JEFFERSON CITY _ Douglas Westoff, a Jefferson City doctor, has seen people in chronic pain unable to get the drugs they need. The problem: Doctors, weary of investigation, shy away from prescribing controllable substances, he said.
However, these controllable substances might be the only hope of relief for people wrought with intractable pain _ uncurable pain that doesn't stem from a terminal condition. Physicians usually do not worry about prescribing controllable substances to patients with terminal illnesses because the person has a limited life expectancy, Westoff said.
"Physicians have recognized that we have a public health problem with chronic pain and we are afraid to treat it," Westoff said.
Westoff wants the Missouri legislature to pass a bill to give doctors more leeway when prescribing controllable substances. In exchange, doctors would be instructed to keep detailed accounts of when, to whom and why they prescribed the controllable substance.
If the bill was approved, doctors couldn't be investigated solely because they prescribe controllable substances to patients with intractable pain.
At two public hearings held on the proposed legislation, no one testified against the bill. Further, most major medical associations, along with the state's Bureau of Narcotics and Dangerous Drugs, were instrumental in writing the bill.
However, those who treat drug abuse worry that relaxing regulation might be an open invitation to drug addicts.
"It would increase accessibility of prescribed drugs and that is always a factor in drug addiction," said Anita Kiessling-Caver, Clinic Coordinator at Family Counseling Center Inc. in Jefferson City.
"This bill could do both good and bad," she said. "I would hate to see people in chronic pain unable to get the drugs they need. But it could make it easier for an addict to manipulate the system."
Currently, whenever a doctor writes a large number of prescriptions for a controlled substance, the State Healing Arts Board, which licenses physicans, is compelled to inquire.
When J. Hill Morris, a doctor, was censored by the board for prescribing a controllable substance, he lost his license for six months.
Morris said he had been treating a young man who was suffering from severe neck and back pain. But that the board took action against him because he reported that the patient was abusing the drug.
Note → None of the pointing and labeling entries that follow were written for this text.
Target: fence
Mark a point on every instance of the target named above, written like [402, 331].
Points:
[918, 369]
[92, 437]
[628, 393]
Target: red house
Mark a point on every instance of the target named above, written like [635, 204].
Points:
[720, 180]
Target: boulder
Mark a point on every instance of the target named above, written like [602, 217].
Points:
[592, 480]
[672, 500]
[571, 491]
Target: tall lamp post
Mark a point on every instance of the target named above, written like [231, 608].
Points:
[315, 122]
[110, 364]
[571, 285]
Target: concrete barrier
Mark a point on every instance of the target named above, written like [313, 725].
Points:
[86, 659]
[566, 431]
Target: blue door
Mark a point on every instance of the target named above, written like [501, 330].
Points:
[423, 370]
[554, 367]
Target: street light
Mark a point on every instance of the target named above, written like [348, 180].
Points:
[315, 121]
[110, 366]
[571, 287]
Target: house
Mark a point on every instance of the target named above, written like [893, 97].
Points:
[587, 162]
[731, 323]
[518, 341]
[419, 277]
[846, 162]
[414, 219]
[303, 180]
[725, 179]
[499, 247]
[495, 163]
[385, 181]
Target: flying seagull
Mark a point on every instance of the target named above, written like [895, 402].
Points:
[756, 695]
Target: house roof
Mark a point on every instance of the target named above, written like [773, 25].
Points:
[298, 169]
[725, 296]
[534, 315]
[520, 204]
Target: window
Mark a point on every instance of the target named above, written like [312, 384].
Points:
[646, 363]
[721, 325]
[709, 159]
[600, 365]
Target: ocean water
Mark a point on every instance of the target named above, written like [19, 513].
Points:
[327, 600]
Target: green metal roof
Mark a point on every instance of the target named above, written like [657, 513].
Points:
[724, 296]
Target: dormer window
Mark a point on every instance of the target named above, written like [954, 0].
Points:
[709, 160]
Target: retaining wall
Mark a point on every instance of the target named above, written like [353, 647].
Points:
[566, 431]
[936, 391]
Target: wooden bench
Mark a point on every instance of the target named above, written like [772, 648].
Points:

"I checked the box for abuse because the patient had a physiological dependency on the drug," Morris said. "I was slowly trying to reduce the medication."
Now, Morris refuses to treat patients who need controllable substances.
"It is critically important to realize that patients are being denied these drugs by physicians because physicians are fearful of being censored from the board," he said. "If this bill passes, physicians will not be held responsible for physiology dependency."
The difference between addicts and people physiology dependent is that addicts use drugs for nontherapeutic reasons, said August Geise, president of the Healing Arts Board.
"People can be dependent on substances, small amounts of which keep them functioning," he said.